Jan 21, 2014 at 2:43 AM
Dear Friends:

I have been developing with the SevenZipLibrary for a number of months. I ran into some issues, but most I was able to resolve. I am writing you to encourage your own development with the library and to explain a major shortcoming in what is actually the documentation of the library.

In the FormMain.cs, which is the primary sample code available on the product, progress for compressions is presented as being accomplished with these lines of code:

cmp.FileCompressionStarted += new EventHandler<FileNameEventArgs>(cmp_FileCompressionStarted);

void cmp_FileCompressionStarted(object sender, FileNameEventArgs e)
l_CompressProgress.Text = String.Format("Compressing \"{0}\"", e.FileName);

Today, such approaches are totally unworkable. This sample code was written for .Net Framework 2.0. Since then Microsoft new releases of the .Net vastly changed the security system of .Net. The sample code was never updated.

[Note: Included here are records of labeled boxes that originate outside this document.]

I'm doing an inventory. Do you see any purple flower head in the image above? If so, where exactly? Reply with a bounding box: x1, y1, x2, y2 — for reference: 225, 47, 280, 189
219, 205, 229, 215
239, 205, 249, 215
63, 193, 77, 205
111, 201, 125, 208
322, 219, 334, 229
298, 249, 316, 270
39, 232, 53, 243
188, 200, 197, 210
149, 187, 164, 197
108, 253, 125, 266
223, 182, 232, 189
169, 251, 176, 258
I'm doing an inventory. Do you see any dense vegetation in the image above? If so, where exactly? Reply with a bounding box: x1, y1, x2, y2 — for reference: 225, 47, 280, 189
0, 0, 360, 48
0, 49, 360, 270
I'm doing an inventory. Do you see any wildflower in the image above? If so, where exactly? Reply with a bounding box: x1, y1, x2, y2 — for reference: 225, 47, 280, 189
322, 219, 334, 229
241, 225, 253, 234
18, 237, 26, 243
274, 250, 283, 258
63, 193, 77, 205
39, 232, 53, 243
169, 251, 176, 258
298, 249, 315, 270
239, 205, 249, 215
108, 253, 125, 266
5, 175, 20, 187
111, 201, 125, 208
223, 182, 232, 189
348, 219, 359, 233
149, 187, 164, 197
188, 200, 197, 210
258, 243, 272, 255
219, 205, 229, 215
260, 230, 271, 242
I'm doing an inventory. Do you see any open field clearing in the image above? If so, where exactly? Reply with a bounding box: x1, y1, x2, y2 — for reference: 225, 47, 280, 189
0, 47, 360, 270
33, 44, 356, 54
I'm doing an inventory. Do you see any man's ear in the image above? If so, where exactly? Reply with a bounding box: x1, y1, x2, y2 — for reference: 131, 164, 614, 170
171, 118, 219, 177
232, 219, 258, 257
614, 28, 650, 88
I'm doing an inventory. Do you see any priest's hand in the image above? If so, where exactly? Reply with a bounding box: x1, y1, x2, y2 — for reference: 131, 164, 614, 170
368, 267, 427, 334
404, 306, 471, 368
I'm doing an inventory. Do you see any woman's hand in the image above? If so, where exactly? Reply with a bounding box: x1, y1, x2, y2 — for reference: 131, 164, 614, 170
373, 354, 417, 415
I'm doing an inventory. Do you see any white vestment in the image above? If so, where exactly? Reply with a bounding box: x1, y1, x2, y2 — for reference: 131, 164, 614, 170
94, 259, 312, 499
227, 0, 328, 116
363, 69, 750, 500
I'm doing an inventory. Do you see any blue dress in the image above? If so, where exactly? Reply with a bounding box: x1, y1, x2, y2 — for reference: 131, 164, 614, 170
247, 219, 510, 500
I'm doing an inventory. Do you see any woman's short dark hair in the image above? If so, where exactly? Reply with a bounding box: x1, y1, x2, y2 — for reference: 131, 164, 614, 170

Specifically, Microsoft DOES NOT want programmers running long running programs and displaying progress directly. Microsoft has deliberately coded .Net so that these types of approaches fail and fail badly. Progress done immediately in today’s .Net will (a) freeze the program so you can not even move the form, (b) produce exceptions such that the progress you are showing will simply cease to show, and (c) there is even a more nasty .Net exception that will kill the processing of the library itself. There are reports on the internet of developers claiming (a) that the SevenZipLibrary fails in showing progress and (b) that the library simply fails to compress large archives. These bad approaches in using the SevenZipLibrary have discredited the product to a degree.

The good news is that none of these harsh findings are correct. The library is fine, but you as a developer must implement this library in a totally different way to (a) avoid locking the main program, and (b) to avoid failures in compressing large archives.

The approach that will work without failure is that you must instead – as Microsoft forcefully recommends and now demands – run your compressions within a thread by itself. When you run that compression within that thread and the “cmp_FileCompressionStarted” event occurs, that thread should then send this information back to the main form via a delegate as a message. When the main form has the delegate message fired within it, the method called can then display detailed progress however you wish (a) without locking the program, and (b) even for very large compressions, all without failure whatsoever.

To be successful in your use of SevenZipLibrary, please follow this guidance for your programming without exception.